The grid lets you sort and filter using due dates to prioritise your work:

Click the due date column header to sort by deadline:

  • Ascending — Soonest deadlines first (most urgent at the top)
  • Descending — Furthest deadlines first

Tracks with no due date typically sort to the bottom when ascending, giving you a clean view of what’s time-sensitive.

Use the filter controls to show only:

  • Tracks due within a specific date range
  • Overdue tracks only
  • Tracks due this week, this month, etc.

Combine with stage filters for maximum focus: “Show me all tracks in Mixing that are due this month.”

Due dates and stages complement each other:

  • Stages tell you what phase a track is in (where it is in the process)
  • Due dates tell you when it needs to be done (the time pressure)

A track in the Mixing stage with a due date two days from now is urgent. The same track with a due date three months out is not. Use both dimensions to make good decisions about what to work on.

The Kanban view with due date indicators gives you the best of both worlds — you see the process flow and the time pressure in one view.
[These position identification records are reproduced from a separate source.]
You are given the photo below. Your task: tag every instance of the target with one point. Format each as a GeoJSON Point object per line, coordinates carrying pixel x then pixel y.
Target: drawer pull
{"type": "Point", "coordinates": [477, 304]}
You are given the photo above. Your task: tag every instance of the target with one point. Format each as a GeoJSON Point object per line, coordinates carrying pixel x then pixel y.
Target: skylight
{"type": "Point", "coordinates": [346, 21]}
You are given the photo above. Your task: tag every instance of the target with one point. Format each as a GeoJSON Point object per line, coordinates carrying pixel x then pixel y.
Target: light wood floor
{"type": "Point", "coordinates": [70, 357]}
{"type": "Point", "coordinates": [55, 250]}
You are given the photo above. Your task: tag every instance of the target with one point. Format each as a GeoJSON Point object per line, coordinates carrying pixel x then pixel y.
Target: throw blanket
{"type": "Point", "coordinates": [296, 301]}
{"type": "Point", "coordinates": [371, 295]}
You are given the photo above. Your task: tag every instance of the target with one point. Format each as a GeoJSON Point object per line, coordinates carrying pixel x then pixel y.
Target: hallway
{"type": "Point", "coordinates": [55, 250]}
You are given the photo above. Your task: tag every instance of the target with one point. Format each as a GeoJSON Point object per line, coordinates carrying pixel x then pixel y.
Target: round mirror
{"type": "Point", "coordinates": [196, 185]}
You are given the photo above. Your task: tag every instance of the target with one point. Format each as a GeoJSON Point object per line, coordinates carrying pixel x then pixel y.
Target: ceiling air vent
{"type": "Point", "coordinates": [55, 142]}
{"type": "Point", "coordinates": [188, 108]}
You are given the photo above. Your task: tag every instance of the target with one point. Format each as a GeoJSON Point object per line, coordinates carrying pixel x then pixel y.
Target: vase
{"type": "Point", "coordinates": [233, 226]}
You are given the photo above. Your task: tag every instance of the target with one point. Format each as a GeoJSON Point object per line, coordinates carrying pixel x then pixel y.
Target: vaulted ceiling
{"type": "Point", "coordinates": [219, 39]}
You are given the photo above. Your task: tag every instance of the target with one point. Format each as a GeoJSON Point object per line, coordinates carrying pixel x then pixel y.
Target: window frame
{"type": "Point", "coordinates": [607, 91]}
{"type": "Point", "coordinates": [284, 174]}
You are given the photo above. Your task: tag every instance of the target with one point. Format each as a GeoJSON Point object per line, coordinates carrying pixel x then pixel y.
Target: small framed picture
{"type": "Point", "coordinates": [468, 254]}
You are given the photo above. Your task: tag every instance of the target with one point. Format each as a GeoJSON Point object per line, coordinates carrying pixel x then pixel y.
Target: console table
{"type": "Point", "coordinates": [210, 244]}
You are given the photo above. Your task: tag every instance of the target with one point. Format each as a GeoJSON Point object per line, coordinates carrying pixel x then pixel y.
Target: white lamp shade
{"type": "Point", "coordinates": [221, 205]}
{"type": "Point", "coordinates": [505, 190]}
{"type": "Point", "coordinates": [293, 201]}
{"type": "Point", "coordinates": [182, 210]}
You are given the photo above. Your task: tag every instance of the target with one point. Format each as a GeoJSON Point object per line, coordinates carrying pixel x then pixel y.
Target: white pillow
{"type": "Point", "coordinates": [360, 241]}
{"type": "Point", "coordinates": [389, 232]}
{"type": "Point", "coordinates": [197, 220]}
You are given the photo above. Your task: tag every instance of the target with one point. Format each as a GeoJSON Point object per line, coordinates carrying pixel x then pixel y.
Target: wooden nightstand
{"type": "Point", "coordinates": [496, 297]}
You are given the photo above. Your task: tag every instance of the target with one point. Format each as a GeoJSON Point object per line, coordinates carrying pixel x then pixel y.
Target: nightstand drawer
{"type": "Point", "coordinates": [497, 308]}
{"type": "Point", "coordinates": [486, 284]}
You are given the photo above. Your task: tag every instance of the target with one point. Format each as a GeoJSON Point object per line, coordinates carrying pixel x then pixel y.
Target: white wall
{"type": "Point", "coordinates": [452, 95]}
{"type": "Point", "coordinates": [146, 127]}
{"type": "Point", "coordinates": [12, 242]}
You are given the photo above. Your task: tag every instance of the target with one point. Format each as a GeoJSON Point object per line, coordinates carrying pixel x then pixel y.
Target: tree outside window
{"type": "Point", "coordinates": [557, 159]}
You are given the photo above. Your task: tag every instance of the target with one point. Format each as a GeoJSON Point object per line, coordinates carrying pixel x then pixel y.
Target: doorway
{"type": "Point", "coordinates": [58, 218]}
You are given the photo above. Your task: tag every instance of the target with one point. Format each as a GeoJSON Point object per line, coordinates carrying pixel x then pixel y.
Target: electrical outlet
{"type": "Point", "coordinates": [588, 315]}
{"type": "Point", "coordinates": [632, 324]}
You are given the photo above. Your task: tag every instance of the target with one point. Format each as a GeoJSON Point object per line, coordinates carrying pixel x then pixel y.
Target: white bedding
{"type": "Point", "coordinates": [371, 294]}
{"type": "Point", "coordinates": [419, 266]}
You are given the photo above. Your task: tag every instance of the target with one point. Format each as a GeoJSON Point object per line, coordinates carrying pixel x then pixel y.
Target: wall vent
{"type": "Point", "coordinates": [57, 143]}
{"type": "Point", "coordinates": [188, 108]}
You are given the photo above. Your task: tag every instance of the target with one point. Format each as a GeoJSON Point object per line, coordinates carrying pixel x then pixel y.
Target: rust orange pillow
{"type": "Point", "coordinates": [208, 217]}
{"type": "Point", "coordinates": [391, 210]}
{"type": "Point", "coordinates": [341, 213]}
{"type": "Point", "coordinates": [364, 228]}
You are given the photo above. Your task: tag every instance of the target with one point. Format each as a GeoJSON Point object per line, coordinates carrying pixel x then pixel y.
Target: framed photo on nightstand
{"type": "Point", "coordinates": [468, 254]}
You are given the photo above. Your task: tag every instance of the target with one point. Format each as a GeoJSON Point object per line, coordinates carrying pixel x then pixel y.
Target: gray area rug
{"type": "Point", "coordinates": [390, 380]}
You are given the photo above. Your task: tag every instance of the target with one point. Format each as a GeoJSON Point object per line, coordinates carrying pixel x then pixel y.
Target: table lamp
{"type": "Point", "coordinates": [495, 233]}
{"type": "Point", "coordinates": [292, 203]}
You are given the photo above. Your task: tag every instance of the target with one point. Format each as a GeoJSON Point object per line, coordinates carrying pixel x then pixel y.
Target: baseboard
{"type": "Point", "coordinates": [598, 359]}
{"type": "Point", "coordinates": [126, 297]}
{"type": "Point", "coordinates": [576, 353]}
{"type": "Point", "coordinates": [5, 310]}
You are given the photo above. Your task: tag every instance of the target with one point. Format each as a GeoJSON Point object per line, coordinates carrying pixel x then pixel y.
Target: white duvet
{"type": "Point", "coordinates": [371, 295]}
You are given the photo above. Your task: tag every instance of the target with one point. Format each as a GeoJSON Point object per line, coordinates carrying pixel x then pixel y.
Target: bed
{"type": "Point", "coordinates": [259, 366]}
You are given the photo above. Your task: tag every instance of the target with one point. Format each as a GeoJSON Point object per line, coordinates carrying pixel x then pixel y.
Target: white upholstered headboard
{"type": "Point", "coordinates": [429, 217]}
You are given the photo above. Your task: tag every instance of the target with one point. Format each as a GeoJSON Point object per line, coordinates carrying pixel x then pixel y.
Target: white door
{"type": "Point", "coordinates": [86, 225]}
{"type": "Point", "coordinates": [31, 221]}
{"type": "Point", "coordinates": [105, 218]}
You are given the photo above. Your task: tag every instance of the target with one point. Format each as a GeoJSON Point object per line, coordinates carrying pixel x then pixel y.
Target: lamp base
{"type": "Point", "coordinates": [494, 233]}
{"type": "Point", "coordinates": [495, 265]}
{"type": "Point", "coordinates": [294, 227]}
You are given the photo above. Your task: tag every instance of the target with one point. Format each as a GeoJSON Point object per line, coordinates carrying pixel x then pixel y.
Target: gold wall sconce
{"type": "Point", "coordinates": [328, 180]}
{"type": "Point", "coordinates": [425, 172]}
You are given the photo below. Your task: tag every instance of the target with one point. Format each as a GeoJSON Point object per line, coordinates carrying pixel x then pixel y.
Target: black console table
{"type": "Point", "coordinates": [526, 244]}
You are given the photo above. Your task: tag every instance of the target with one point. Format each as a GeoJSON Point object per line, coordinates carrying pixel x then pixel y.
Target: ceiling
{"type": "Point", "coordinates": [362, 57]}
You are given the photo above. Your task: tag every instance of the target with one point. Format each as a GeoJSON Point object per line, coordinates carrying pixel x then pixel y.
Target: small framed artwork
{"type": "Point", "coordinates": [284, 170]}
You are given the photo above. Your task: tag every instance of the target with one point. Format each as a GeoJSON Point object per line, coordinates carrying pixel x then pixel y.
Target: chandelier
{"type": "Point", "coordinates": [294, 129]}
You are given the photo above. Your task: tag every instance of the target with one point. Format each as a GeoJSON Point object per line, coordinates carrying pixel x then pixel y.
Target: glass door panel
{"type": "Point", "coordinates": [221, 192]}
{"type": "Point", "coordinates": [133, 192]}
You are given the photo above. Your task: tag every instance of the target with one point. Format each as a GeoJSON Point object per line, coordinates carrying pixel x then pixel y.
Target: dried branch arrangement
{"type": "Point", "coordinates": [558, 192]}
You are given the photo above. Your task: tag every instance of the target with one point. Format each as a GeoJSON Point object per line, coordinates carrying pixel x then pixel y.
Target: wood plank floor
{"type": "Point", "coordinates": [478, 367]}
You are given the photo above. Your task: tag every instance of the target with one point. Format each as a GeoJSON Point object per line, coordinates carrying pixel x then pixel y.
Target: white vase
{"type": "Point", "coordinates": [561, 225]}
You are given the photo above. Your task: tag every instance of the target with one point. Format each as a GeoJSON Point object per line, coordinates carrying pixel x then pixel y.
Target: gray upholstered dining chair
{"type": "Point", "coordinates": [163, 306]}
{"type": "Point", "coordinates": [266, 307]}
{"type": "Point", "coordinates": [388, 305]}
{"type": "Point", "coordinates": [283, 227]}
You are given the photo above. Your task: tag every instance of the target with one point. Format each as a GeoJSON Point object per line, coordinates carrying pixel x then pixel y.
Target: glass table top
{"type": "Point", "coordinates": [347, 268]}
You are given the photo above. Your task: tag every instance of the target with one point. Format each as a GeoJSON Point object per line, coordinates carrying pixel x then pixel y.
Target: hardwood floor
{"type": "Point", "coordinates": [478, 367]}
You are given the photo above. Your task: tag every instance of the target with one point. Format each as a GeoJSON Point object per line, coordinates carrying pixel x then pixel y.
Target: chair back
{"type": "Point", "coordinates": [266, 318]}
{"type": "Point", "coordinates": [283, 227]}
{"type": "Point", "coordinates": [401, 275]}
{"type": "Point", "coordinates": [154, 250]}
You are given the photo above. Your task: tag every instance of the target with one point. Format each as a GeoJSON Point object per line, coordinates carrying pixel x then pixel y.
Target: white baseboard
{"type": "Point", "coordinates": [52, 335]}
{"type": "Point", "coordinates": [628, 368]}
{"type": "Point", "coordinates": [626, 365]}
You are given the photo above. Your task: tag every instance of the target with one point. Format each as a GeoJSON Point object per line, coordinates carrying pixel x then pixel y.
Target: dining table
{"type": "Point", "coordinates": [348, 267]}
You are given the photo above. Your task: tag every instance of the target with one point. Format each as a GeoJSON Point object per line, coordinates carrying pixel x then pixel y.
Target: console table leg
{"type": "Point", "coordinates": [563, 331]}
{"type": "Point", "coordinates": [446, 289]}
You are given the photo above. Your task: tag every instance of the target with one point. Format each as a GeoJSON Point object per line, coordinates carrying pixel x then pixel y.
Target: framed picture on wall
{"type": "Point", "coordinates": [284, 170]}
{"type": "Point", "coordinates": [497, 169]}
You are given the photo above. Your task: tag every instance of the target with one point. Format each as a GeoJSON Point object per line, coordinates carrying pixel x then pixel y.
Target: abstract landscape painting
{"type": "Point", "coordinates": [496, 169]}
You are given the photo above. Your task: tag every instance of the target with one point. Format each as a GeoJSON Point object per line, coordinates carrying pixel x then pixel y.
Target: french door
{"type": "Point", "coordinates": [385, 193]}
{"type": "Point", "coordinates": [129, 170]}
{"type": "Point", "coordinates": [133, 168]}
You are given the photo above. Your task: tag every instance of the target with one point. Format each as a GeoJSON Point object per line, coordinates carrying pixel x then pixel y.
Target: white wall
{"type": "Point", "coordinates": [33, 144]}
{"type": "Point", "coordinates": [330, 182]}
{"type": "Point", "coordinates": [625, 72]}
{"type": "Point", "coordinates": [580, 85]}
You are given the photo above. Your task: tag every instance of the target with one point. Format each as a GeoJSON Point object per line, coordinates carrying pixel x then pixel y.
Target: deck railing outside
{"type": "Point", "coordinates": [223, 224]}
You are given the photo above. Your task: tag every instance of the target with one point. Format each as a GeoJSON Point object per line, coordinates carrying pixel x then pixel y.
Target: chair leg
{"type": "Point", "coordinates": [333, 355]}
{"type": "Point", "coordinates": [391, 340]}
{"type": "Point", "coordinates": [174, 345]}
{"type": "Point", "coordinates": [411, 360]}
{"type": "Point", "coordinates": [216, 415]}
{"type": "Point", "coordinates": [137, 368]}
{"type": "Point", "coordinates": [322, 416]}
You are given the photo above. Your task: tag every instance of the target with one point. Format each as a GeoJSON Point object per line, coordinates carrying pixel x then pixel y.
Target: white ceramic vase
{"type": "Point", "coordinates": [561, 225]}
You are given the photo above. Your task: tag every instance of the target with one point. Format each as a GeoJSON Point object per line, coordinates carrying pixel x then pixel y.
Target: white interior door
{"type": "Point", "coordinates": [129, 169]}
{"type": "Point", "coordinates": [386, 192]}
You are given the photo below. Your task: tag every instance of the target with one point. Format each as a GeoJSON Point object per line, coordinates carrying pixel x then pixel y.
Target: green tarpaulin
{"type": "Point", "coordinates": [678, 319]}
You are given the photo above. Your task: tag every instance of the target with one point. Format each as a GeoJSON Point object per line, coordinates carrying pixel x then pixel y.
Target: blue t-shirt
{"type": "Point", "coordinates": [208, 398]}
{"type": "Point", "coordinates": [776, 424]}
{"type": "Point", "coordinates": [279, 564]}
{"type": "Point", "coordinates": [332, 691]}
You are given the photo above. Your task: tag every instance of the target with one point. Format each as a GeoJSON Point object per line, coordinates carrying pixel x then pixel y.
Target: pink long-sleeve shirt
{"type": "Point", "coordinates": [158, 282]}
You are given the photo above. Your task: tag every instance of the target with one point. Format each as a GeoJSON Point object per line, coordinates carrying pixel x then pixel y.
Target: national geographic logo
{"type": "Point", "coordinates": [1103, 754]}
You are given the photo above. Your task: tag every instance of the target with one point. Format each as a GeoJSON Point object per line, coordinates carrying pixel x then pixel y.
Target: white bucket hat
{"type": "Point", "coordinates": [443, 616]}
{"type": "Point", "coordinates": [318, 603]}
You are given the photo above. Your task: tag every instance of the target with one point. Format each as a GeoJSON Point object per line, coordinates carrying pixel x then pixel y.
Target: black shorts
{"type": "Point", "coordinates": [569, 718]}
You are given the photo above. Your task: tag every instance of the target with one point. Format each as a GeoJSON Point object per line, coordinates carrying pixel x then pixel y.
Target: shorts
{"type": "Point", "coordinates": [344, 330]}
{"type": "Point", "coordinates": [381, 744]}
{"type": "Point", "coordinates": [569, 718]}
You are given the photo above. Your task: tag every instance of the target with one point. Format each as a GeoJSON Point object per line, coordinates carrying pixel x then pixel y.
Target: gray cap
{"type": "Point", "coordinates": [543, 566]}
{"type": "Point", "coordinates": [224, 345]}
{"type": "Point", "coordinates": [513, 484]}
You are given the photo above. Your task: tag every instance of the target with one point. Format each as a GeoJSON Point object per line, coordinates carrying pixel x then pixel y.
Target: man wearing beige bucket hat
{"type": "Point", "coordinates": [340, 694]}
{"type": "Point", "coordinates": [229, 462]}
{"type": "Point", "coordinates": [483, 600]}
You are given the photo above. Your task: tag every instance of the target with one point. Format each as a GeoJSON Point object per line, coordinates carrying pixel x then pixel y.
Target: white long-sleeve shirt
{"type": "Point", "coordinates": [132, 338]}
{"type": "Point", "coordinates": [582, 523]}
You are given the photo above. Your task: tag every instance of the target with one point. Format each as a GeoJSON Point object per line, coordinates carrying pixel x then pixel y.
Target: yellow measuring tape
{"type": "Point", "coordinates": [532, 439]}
  • Set project due dates for any release with a hard deadline. It saves you from adding dates to every individual track.
  • Use individual track due dates only when a specific song has a different timeline from its project.
  • Check the dashboard deadlines widget daily. It takes two seconds and keeps you from being surprised by an approaching deadline.
  • Don’t set due dates on everything. If a project is exploratory with no real deadline, leave it open. Due dates lose their power if every track has one.
  • When a deadline changes (and it will), update the date rather than removing it. Keeping the new date visible helps you stay accountable.